Sindijufe-MT quer participação direta nos trabalhos da Comissão dos Direitos das Pessoas com Deficiência, da Câmara dos Deputados

Buscando representar os Sindicalizados com visão monocular de uma forma mais célere e direta junto à Comissão dos Direitos das Pessoas com Deficiência na Câmara dos Deputados, o SINDIJUFE-MT oficiou a presidente da entidade, Deputada Rejane Dias, solicitando participação, com direito a voz, nos trabalhos da Comissão.

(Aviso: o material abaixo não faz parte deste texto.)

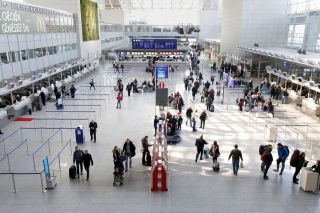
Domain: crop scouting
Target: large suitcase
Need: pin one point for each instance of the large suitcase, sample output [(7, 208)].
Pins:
[(216, 166), (211, 108), (72, 172), (206, 153), (148, 163)]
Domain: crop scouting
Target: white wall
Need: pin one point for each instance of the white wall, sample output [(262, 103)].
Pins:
[(246, 22), (112, 16), (231, 25), (264, 22), (87, 49)]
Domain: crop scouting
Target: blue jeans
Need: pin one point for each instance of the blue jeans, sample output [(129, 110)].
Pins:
[(128, 158), (235, 165)]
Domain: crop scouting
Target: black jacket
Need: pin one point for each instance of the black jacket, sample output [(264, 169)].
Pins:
[(87, 159), (93, 126), (200, 143), (132, 149)]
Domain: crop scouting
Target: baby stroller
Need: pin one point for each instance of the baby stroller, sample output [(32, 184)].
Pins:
[(118, 171)]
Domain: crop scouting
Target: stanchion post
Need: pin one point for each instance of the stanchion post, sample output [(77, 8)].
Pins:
[(59, 162), (34, 162), (61, 135), (9, 167), (21, 135), (41, 135), (41, 180), (4, 147), (13, 183), (27, 146)]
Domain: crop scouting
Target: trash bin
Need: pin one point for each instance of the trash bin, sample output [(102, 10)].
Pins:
[(272, 133), (79, 135)]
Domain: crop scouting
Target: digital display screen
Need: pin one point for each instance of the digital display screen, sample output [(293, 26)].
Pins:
[(154, 44), (162, 72)]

A Comissão dos Direitos das Pessoas com Deficiência da Câmara dos Deputados promoverá, no próximo dia 30 de abril de 2021, sexta-feira, com transmissão interativa, pelo Plenário, 12 às 14 horas, uma Audiência Pública sobre Regulamentação da Avaliação Biopsicossocial.

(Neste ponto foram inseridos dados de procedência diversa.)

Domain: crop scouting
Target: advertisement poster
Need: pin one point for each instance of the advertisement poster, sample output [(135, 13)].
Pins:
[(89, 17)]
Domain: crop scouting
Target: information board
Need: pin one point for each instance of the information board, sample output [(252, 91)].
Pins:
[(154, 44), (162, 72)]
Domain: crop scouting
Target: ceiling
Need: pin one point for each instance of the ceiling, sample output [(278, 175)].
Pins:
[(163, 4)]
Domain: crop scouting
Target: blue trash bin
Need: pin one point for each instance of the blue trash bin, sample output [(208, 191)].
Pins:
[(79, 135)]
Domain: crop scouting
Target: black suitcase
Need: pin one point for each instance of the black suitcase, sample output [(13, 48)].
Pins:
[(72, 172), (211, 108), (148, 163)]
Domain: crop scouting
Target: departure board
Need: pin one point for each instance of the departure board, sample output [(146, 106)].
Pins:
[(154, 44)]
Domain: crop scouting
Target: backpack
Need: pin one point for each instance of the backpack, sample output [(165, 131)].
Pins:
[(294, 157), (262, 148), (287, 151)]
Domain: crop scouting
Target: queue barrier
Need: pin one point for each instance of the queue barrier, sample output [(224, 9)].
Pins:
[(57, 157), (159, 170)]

A importância dessa participação, presencial ou mesmo virtual, é que esse grupo de trabalho poderá corrigir imperfeições ou deixar tudo como está, incluindo muitos casos de injustiça com as pessoas de visão monocular, consideradas com grau insuficiente de deficiência, mesmo apresentando condição permanente e incurável, e enfrentando muitas barreiras que obstruem a participação plena e efetiva na sociedade em igualdade de condições com outras pessoas.

Quem explica exatamente onde a visão monocular se insere em todo esse contexto é o servidor público do Distrito Federal, Vitor Teixeira Pessoa, entrevistado pelo SINDIJUFE-MT. Representante do Instituto Nacional da Pessoa com Visão Monocular, ele é um defensor do reconhecimento da lei que reconhece a deficiência sensorial monocular.

Vitor Pessoa explica que a Lei Federal nº 13.146/2015 (Lei Brasileira de Inclusão) estabelece que “a avaliação da deficiência, quando necessária, será biopsicossocial, realizada por equipe multiprofissional e interdisciplinar e considerará: os impedimentos nas funções e nas estruturas do corpo; os fatores socioambientais, psicológicos e pessoais; a limitação no desempenho de atividades; e a restrição de participação".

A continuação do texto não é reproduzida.